Jochum C, Maischack F, Anastasiou O E, Verheyen J, Timm J, Bechmann L, Gerken G, Canbay A
Gastroenterology and Hepatology, University Hospital Essen, Germany.
Institute for Virology, University Hospital Essen, Germany.
Z Gastroenterol. 2016 Dec;54(12):1306-1311. doi: 10.1055/s-0042-120418. Epub 2016 Dec 9.
Acute hepatitis B virus (HBV) infection is still a major cause of acute liver failure (ALF), necessitating a high rate of emergency liver transplantation (LTx). Acute infection is followed by high viral replication rates leading to hepatocyte death and, ultimately, ALF. The objective of treating HBV-induced ALF thus is to eliminate, or significantly suppress, HBV replication and therefore reduce cell death and support regeneration. In this retrospective study, we want to evaluate the timing, the safety, and the long-term virological outcome of this approach. In this study, we included 32 patients (16 female and 16 males; median age 39.5 years) with ALF due to hepatitis B, who were transferred to the university hospital Essen, Germany between January 2009 and December 2013. Before treatment, transaminases were highly elevated, bilirubin was increased, and elevated international normalized ratio (INR) revealed impaired liver function. HBV-DNA and HBsAg were positive. All 32 patients received oral antiviral treatment (3 lamivudine, 21 entecavir, and 8 tenofovir) between 1 day and 4 months after diagnosis of acute hepatitis B. One patient died, 2 were transplanted, one died shortly after LTx the other patient survived after LTx. These 3 patients received treatment in a state of advanced liver failure, and 1 patient 4 months after initial diagnosis of hepatitis B. Twenty-nine patients survived without LTx. Five patients were discharged without further follow-up. All 24 remaining patients became HBV-DNA negative in median of 100 days. Twenty-two patients were followed further, and all patients lost their HBsAg in median of 108 days. Sixteen of the 22 patients experienced a seroconversion to anti-HBs in median of 137 days. Four patients who were followed for 1 more year after HBsAg did not develop anti-HBs. None of the patients developed chronic hepatitis B. Immediate treatment of HBV-induced ALF with nucleos(t)id-analogues (NUCs) appears save and prevents LTx and death, and there is no indication for increased chronicity.

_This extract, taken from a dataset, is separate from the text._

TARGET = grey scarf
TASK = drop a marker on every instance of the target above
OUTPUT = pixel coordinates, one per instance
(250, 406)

急性乙型肝炎病毒(HBV)感染仍是急性肝衰竭(ALF)的主要病因,这使得紧急肝移植(LTx)的比例居高不下。急性感染后病毒复制率很高,导致肝细胞死亡,最终引发急性肝衰竭。因此,治疗HBV诱导的急性肝衰竭的目标是消除或显著抑制HBV复制,从而减少细胞死亡并支持肝脏再生。在这项回顾性研究中,我们希望评估这种治疗方法的时机、安全性和长期病毒学结果。在本研究中,我们纳入了32例因乙型肝炎导致急性肝衰竭的患者(16例女性和16例男性;中位年龄39.5岁),这些患者于2009年1月至2013年12月期间被转至德国埃森大学医院。治疗前,转氨酶高度升高,胆红素增加,国际标准化比值(INR)升高表明肝功能受损。HBV-DNA和HBsAg均为阳性。所有32例患者在诊断为急性乙型肝炎后1天至4个月内接受了口服抗病毒治疗(3例使用拉米夫定,21例使用恩替卡韦,8例使用替诺福韦)。1例患者死亡,2例接受了肝移植,1例在肝移植后不久死亡,另1例肝移植后存活。这3例患者在晚期肝衰竭状态下接受治疗,1例在初次诊断乙型肝炎4个月后接受治疗。29例患者未进行肝移植而存活。5例患者出院后未进一步随访。其余24例患者的HBV-DNA中位数在100天内转为阴性。22例患者接受了进一步随访,所有患者的HBsAg中位数在108天内消失。22例患者中有16例在中位数137天内发生抗-HBs血清学转换。4例在HBsAg消失后又随访1年的患者未出现抗-HBs。所有患者均未发展为慢性乙型肝炎。用核苷(酸)类似物(NUCs)立即治疗HBV诱导的急性肝衰竭似乎是安全的,可避免肝移植和死亡,且没有慢性化增加的迹象。